Il faut signaler que ces différents acteurs du jeu démocratique ont un rôle important à jouer, chacun en ce qui le concerne, pour prévenir les conflits entre les citoyens.
Qu’est-ce que la constitution
La Constitution est un ensemble de textes juridiques qui définit les différentes institutions composant l’État et qui organise leurs relations. Elle peut comporter également une charte des droits fondamentaux. Une Constitution écrite est généralement organisée en plusieurs parties appelées titres, eux-mêmes divisés en articles et alinéas.
Tous les pays, fonctionnent-il avec les mêmes types de constitution ?
Non, tous les états de ne fonctionnent pas de la même façon et avec des constitutions similaires
• le Royaume-Uni, n’ont pas de Constitution écrite ; c’est la coutume qui prévaut
pour organiser les relations entre les institutions.
• les États-Unis d’Amérique ont une Constitution qui se présente sous la forme d’un
texte unique, comportant à la fois la liste des droits fondamentaux reconnus aux
citoyens et la définition des différents pouvoirs.
• À la différence des États-Unis, qui disposent de la même Constitution depuis 1787,
la France a connu des constitutions très différentes dans leur contenu et dans leur
présentation.
Ce qu’il faut retenir, c’est que : « Quelle que soit sa présentation et son contenu, la Constitution est considérée comme la règle la plus élevée de l’ordre juridique de chaque pays ».

Pourquoi a-t-on besoin d’une constitution ?
En l’absence de Constitution, c’est la coutume qui définit le cadre général de l’organisation de l’État. Dans une telle situation, les risques de gouvernement arbitraire sont importants. La rédaction d’une Constitution peut alors permettre de :
• Garantir à chacun le respect de ses droits. Elle permet ainsi d’écarter l’arbitraire en
permettant à tous les citoyens de connaître les différents organes de l’État.

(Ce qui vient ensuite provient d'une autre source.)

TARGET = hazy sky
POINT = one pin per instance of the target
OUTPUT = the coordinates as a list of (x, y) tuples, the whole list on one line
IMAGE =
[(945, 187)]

• Définir et organiser les différents organes de l’État selon le principe de la
séparation des pouvoirs.
• Définir les compétences des différents organes de l’État et la manière dont ils sont
désignés
• régler les rapports entre les différents pouvoirs en leur donnant la possibilité de se
contrôler mutuellement
• fixe la répartition des compétences sur l’ensemble du territoire en définissant
l’organisation de l’État qui peut être unitaire et centralisé ou fédéral.
Comment s’élabore une constitution ?
En démocratie, il existe deux processus d’élaboration de la Constitution :
• la discussion parlementaire par une assemblée spécialement élue à cet effet
• la rédaction d’un texte par le Gouvernement ou un comité de spécialistes.

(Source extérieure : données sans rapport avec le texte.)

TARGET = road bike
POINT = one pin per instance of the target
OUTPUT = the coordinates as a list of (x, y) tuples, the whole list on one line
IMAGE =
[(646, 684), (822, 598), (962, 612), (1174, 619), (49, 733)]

Certaines Constitutions ont été rédigées par des assemblées élues appelées «assemblées constituantes ».
Elles ont pour mission principale de rédiger un texte constitutionnel, mais peuvent aussi exercer simultanément le pouvoir législatif.
Peut-on modifier une constitution ?
• Toutes les Constitutions prévoient les modalités selon lesquelles elles peuvent
être modifiées : on parle alors de procédure de révision.
• II peut s’agir de corriger des imperfections ou de modifier des règles de
fonctionnement du régime.
• Cette procédure peut être plus ou moins complexe.
On parle de Constitution « souple » lorsqu’elle peut être révisée par les mêmes organes (assemblée législative ordinaire) et selon les mêmes procédures servant à l’adoption des lois ordinaires.